I almost forgot I had a blog post due today (thanks, Carla, for the reminder!). When I checked my iPhone and saw the message, I was at a Ricky Skaggs concert. Now, that may seem odd, but I have to say that I love live music and I'll try anything once (most anything). So, when my parents wanted my hubby and I to go along to this concert that featured bluegrass music, we said sure.
And it was fabulous. Ricky Skaggs has won 14 Grammy Awards. There's a reason for it. Even if you don't care for bluegrass, it's an incredibly complex music to play. And it takes practice. Tons and tons of practice.
Yet this man, and his band Kentucky Thunder, made it look so easy. Their fingers flew on those instruments, making things happen that was just incredible to hear and brought the audience to cheers more than once. Incredible stuff.

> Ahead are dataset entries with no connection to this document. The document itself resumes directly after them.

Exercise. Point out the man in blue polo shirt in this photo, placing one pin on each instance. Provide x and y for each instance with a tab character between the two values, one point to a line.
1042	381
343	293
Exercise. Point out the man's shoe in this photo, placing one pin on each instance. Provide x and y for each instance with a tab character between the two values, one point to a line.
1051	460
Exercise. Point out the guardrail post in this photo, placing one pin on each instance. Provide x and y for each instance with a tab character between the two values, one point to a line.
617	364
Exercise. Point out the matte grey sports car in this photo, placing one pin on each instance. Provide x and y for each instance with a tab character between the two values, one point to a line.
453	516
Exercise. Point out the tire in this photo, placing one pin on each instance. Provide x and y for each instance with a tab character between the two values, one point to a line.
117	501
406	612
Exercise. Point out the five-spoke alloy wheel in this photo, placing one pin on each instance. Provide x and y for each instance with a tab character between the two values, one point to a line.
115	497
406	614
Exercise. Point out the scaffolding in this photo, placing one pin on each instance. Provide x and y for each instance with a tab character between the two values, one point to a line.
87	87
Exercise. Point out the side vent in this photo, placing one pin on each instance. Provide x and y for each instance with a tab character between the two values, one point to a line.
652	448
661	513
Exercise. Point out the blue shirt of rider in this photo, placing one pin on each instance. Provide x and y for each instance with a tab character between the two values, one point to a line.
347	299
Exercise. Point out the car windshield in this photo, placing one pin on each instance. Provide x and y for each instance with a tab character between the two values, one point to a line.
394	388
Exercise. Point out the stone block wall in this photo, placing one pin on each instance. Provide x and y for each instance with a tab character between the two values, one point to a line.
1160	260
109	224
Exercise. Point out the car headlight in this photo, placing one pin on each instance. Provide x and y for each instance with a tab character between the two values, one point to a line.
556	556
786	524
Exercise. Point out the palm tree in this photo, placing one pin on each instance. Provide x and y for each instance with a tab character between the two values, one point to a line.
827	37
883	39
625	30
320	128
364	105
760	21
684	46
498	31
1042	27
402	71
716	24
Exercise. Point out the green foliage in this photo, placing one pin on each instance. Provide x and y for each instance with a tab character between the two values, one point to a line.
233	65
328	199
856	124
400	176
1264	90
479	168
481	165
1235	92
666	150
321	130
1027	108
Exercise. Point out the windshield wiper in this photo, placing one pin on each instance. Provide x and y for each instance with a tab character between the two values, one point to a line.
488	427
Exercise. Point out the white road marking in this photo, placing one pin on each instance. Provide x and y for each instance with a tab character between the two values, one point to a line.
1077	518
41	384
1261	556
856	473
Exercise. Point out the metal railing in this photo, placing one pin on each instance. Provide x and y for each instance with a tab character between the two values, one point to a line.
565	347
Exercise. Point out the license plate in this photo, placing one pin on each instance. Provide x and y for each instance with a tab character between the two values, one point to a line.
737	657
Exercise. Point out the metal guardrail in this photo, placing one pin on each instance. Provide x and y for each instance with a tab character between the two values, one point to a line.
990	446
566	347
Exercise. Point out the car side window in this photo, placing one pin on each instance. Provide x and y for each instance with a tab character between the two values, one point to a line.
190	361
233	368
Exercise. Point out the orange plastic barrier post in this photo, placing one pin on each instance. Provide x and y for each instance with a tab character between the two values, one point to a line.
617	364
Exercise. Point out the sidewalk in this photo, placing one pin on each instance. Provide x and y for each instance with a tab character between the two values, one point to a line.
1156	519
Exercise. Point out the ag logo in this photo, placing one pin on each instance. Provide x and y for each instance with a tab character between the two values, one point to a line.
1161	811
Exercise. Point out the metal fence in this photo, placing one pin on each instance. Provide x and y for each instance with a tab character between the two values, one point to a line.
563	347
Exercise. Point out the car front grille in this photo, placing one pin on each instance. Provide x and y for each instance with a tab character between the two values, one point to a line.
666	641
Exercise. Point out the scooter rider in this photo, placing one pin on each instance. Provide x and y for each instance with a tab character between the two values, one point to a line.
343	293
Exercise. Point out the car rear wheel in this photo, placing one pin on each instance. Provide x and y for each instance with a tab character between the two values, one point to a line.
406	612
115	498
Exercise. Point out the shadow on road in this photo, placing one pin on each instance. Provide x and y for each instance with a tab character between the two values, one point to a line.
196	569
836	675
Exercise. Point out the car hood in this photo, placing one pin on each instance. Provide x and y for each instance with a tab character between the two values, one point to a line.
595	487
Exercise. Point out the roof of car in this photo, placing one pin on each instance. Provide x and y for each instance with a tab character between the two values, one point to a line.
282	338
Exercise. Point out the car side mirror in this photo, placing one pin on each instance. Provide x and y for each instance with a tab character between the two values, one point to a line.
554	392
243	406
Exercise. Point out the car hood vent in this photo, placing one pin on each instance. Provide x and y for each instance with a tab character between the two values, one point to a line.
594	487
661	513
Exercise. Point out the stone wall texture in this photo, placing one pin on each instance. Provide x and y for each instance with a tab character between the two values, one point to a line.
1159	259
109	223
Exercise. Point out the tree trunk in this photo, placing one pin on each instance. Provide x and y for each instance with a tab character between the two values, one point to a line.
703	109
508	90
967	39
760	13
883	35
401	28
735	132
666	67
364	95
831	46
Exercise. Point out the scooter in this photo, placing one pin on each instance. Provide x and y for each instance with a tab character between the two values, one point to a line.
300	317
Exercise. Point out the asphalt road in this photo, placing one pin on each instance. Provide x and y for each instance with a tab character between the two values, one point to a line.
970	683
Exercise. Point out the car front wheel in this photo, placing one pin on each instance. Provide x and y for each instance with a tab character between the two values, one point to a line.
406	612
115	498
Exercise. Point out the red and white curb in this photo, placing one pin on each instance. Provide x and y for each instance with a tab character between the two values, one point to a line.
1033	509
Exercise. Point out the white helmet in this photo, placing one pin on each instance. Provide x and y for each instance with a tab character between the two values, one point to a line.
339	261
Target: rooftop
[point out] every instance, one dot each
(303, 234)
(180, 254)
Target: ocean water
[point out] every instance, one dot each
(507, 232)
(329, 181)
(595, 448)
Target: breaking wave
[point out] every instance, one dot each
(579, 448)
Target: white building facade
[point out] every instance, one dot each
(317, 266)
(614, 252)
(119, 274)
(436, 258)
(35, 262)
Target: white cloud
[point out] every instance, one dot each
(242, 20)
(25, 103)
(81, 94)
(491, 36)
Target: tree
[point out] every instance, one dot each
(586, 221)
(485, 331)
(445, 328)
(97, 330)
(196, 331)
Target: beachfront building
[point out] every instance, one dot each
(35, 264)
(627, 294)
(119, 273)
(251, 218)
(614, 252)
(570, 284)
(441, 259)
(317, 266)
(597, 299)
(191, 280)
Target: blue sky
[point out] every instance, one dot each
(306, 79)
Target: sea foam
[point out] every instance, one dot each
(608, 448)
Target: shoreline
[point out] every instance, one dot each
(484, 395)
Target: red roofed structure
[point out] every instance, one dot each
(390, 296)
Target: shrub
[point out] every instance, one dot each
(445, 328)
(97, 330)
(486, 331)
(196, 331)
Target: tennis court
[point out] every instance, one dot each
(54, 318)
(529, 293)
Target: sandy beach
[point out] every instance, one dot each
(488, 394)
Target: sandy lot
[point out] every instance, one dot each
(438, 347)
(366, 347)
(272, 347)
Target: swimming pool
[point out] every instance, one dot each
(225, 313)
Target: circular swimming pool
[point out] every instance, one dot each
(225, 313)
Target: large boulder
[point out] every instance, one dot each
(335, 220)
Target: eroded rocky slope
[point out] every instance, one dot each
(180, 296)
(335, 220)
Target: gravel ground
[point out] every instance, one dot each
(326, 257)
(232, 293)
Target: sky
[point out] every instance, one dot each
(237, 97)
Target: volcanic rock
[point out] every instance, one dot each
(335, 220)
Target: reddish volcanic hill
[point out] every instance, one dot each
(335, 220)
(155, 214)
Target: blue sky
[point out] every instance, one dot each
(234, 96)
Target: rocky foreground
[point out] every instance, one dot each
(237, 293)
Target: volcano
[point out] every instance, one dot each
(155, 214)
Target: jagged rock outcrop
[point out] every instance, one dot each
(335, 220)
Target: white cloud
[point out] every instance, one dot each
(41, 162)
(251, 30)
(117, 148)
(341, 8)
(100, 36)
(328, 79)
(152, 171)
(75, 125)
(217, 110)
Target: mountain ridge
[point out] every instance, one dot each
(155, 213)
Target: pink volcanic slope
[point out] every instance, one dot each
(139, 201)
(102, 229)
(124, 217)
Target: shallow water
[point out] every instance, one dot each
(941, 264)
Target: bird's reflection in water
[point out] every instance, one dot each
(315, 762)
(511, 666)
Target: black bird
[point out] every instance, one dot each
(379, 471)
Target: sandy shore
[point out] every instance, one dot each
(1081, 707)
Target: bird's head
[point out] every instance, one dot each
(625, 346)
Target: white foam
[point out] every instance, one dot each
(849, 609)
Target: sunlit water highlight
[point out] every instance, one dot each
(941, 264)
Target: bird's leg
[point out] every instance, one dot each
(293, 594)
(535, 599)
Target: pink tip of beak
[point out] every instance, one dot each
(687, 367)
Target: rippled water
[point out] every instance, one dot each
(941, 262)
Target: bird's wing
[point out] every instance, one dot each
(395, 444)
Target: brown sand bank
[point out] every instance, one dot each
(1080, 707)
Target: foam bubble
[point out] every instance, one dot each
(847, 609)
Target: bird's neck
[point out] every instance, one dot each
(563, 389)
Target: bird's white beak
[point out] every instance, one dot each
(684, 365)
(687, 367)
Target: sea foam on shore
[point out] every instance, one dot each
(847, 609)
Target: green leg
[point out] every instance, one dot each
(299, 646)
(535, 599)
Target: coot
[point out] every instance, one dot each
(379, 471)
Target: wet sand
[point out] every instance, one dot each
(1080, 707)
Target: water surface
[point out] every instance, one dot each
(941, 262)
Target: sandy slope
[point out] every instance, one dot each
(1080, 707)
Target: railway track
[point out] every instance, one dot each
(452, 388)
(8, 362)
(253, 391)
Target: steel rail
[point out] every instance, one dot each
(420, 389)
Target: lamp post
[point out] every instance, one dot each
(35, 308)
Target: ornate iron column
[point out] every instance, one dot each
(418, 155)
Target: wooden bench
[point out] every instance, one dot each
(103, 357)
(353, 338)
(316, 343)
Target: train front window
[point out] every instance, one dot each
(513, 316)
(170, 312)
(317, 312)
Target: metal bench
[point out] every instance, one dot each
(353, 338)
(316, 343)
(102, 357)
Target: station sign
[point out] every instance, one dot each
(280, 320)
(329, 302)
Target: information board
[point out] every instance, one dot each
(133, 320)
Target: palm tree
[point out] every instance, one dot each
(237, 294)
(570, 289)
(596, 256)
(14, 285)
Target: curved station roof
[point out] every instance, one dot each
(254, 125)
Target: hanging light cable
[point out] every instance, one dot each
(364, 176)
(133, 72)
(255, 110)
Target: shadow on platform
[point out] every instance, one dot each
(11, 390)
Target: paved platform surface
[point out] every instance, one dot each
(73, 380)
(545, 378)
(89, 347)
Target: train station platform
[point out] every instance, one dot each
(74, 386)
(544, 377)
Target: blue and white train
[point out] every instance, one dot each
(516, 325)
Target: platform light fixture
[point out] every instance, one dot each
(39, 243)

We left the theater amazed at how fast their fingers moved, and how smooth the music was. And since I knew I had a blog post to write, I started thinking about practice, hard work, and dedication. (And, in the case of those fingers, muscle memory.)
That's what it takes to play damn good bluegrass, and that's what it takes to write a damn good book. Those men made it look easy, and I think that's what a good writer does too. But it's not easy. The work, the sweat, the blood, the tears -- it's all in there. You don't see it on the stage, but it's there.
So when you're feeling the despair of rewriting a scene or chapter or book for the fifth time, remember that you're working on that muscle memory, that the more you write and revise, the better you'll get. Writing is a muscle and it must be exercised. No words are wasted, even when you're crying and wailing and thinking you suck worse than any writer has ever sucked before (believe me, I feel that at least once in every book!).
Because one day it's going to be you on that stage and you'll be thankful you practiced so hard and long, that your muscles are ready for the experience. You gotta pay your dues to make it look easy. Ricky Skaggs and Kentucky Thunder were a beautiful example of that.
So keep writing. Don't give up. Me, I've got revisions to finish. It's the practice I need to make it seem effortless when the reader is reading.
Are you working that muscle memory today?